Open zemahran opened 1 year ago
Could you provide a bit more context, like logs or example code to reproduce? The type Compact<u32>
is so common, so probably is the result of another problem.
Here's the error, when trying to retrieve a block from polkadot using Polkadot's relay chain mainnet:
Any ideas on how to surpass it, or even find an implementation of this decoder class elsewhere? Thanks for trying to help @arjanz 🙏
This is odd.. Retrieving a block from Polkadot is such a basic tasks, this shouldn't go wrong under normal circumstances. Can you tell a bit more about your setup (OS, Python version, etc).

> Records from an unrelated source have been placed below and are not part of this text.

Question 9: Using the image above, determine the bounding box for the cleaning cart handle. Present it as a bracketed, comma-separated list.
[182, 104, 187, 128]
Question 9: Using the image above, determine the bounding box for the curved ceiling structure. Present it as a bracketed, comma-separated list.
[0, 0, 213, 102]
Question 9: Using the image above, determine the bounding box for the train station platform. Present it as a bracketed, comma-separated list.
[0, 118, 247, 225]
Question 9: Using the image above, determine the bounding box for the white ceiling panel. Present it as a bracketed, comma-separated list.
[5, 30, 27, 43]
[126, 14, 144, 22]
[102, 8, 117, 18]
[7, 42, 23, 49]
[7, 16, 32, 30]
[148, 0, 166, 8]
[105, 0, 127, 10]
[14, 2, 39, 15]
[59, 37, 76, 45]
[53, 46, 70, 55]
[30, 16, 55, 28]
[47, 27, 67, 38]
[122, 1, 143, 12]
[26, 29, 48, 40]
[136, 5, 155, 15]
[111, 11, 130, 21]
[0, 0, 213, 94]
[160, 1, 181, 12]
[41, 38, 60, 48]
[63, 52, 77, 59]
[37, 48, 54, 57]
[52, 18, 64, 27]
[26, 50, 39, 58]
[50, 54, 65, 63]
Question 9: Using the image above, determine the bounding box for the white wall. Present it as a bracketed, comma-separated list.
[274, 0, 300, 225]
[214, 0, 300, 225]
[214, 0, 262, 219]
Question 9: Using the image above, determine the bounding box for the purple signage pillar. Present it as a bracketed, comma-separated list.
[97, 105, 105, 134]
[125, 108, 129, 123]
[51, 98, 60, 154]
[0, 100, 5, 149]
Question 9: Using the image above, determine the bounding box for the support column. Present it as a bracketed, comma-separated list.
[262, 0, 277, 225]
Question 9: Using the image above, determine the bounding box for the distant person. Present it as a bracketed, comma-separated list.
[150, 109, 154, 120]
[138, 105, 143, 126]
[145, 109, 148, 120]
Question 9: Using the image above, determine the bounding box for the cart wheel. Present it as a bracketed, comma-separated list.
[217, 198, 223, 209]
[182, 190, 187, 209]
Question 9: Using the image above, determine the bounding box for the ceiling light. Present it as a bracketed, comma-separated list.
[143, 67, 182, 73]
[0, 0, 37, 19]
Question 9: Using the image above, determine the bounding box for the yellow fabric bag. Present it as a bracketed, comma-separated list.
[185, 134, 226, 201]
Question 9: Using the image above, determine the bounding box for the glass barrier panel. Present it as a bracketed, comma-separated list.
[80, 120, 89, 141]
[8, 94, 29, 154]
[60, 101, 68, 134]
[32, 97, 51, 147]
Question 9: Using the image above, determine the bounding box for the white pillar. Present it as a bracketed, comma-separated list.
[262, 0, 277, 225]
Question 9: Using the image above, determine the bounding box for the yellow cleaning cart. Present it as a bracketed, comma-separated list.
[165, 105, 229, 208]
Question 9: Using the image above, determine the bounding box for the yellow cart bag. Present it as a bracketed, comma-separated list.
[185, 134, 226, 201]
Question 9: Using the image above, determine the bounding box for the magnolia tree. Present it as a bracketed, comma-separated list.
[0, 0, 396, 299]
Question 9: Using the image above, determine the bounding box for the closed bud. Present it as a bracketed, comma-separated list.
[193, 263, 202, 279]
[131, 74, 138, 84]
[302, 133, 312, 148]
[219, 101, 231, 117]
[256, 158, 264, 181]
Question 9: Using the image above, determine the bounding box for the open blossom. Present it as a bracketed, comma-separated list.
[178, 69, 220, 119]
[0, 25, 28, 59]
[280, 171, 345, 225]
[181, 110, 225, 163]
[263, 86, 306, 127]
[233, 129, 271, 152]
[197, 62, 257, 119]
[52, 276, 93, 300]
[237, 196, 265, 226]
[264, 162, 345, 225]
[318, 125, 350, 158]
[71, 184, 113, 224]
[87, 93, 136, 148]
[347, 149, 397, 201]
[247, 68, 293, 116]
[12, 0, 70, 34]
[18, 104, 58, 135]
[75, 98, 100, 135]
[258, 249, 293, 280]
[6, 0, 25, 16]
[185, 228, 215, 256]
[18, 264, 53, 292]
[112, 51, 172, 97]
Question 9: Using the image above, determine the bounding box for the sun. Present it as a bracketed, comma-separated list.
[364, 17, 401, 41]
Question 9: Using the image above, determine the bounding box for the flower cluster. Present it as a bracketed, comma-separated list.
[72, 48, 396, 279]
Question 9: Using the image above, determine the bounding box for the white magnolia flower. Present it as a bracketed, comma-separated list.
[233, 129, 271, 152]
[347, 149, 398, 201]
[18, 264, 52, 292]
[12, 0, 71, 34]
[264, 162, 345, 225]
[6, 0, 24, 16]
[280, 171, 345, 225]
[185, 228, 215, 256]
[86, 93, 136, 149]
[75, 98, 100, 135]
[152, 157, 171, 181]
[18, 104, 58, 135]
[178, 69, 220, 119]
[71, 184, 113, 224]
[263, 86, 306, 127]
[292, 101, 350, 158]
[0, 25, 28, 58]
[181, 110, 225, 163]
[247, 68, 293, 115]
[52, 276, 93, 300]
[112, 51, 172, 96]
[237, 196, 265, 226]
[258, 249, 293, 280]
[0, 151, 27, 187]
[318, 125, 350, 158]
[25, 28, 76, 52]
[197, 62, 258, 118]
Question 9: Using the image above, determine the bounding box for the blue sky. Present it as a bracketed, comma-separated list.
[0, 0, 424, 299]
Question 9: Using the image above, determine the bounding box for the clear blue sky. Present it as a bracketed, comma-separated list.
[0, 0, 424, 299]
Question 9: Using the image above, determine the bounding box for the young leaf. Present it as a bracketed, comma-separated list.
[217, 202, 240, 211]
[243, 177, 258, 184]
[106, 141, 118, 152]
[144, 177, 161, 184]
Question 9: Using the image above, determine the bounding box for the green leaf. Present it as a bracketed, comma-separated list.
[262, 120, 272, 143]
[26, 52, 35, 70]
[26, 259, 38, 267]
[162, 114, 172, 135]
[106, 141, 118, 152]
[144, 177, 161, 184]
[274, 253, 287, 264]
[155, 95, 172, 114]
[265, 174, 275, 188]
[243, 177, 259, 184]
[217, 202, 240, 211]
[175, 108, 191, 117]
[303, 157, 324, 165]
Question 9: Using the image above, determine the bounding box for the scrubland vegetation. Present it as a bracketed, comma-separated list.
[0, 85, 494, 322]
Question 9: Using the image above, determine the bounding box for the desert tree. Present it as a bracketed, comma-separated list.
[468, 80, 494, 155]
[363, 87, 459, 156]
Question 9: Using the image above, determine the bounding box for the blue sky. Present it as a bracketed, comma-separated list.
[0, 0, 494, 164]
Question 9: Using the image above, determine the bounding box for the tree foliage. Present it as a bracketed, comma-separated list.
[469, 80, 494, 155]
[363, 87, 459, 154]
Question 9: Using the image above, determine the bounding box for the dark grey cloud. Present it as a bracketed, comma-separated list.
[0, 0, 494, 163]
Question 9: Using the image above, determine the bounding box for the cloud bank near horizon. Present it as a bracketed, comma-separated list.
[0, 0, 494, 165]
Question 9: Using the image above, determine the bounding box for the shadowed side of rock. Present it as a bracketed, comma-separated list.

Are you using threads or some other kind of async configuration? Because then it seems a like described in #246
I wasn't able to reproduce that scenario yet, but I'll run some more tests.
I'm also seeing the same error, along with this one:
'NoneType' object has no attribute 'portable_registry'
My use case is querying blocks from a Substrate based chain in parallel using threads. I use a concurrent.futures.ThreadPoolExecutor
to spin up 25 threads. Each thread creates its own instance of SubstrateInterface and loops through a range of block numbers calling get_block
for each one. Only a few threads show errors in each run, the others work normally.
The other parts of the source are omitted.